Guilty as I am about to describe. 

Points and numbers seem to be right to be wrong here. Let's remove the counters beyond our profiles. 

Status on profile is not even close to actual knowledge or understanding. Let alone one's true demeanor. 

I know it is a fantasy in the algorithms of coding. But social spotlighting should not be tallied. 

Just a thought for those out there. And a vent. TY.

Peace and let's do this together.


----------



## MICHI-CAN (May 20, 2021)

PadawanWarrior said:


>


Not surprised. TY. Waiting o log the others. Peace.


----------



## MICHI-CAN (May 20, 2021)

We should start a new thread. But would profile status be? Kinda plays well with others. JK. plausible grower, recognized grower, or proven?
And how do we know our true contributions to the site without a favor-ability rating?


----------



## Tvanmunhen (May 20, 2021)

I thought about curious lovable newb who some day wants to know it all, and one who tries too hard but I was worried it was already taken.I hate my title!


----------



## sunni (May 20, 2021)

its simply based on longevity of forum usage in that aspect it works.

realistically though it doesnt matter and i dont know why anyone actually cares whether its there or not

,I dont think i know of ANY forum where some sort of "well known member" or points isnt there. ...theyre pre built into EVERY forum aspect.

ultimately its more hassle on our end to remove it so we likely wont, sorry to be the bearer of bad news.


----------



## OldMedUser (May 21, 2021)

What we need is a series of exams like the pot universities do. Each test has it's own badge that goes by your user name so people have an idea who they're dealing with.

Even someone who is a nOOb here could be walking in with a wealth of knowledge but how do you tell?

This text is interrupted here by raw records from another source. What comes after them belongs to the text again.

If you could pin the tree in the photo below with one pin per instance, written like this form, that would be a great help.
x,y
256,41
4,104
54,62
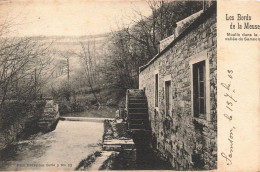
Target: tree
x,y
134,45
24,64
88,57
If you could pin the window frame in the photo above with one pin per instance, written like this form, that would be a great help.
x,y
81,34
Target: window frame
x,y
156,72
167,78
194,60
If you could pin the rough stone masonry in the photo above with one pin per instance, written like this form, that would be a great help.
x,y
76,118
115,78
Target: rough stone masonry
x,y
188,142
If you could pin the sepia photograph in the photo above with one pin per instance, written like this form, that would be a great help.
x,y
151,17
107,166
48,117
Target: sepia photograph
x,y
108,85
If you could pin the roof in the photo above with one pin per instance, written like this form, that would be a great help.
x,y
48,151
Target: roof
x,y
204,16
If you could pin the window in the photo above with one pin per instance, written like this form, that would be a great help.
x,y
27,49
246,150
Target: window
x,y
167,98
156,89
199,90
200,86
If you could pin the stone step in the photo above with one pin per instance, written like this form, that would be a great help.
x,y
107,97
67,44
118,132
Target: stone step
x,y
137,105
100,160
137,101
137,126
136,97
137,116
137,110
138,121
135,92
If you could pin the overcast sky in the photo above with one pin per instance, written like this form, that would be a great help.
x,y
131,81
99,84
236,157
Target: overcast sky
x,y
68,17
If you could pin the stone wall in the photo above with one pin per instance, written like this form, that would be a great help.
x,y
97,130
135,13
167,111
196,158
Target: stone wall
x,y
187,142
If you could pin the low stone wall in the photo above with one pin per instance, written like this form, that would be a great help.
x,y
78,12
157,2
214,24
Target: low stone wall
x,y
18,120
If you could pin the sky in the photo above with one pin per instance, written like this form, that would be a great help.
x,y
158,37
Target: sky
x,y
68,17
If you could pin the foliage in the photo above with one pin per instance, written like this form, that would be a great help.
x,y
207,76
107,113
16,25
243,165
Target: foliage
x,y
133,46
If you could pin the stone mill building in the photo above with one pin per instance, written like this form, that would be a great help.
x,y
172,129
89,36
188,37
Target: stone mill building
x,y
180,85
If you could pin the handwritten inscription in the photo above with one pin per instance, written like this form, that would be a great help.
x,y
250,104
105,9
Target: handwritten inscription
x,y
229,108
229,156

Setting something like that up is beyond my pay grade but somebody here must know how to do it.


----------



## Wastei (May 21, 2021)

Who really cares? Don't judge a book by its cover. Follow people's work with data to support their claims.


----------



## Romulanman (Jun 9, 2021)

There will never be a time when you wont see people shoehorning posts into every thread to get their post count up. It happens at every forum. Like the OP said he's guilty of it as well. Almost 20 posts a day, everyday, for 16 months straight is pretty crazy. You should ask for a job lol.


----------



## GOF (Jul 21, 2021)

OldMedUser said:


> What we need is a series of exams like the pot universities do. Each test has it's own badge that goes by your user name so people have an idea who they're dealing with.
> 
> Even someone who is a nOOb here could be walking in with a wealth of knowledge but how do you tell?
> 
> Setting something like that up is beyond my pay grade but somebody here must know how to do it.


Greg Green's "Breeder's Bible" quiz. 

I think we'll RIU will be subjected to the same pros and cons of human beings acting like - well - you know. Doing human shit. <shrug>


----------



## okmtnbiker (Sep 11, 2021)

People actually look at those points?


----------



## Knothat (Sep 16, 2021)

I am interested in the same question?


----------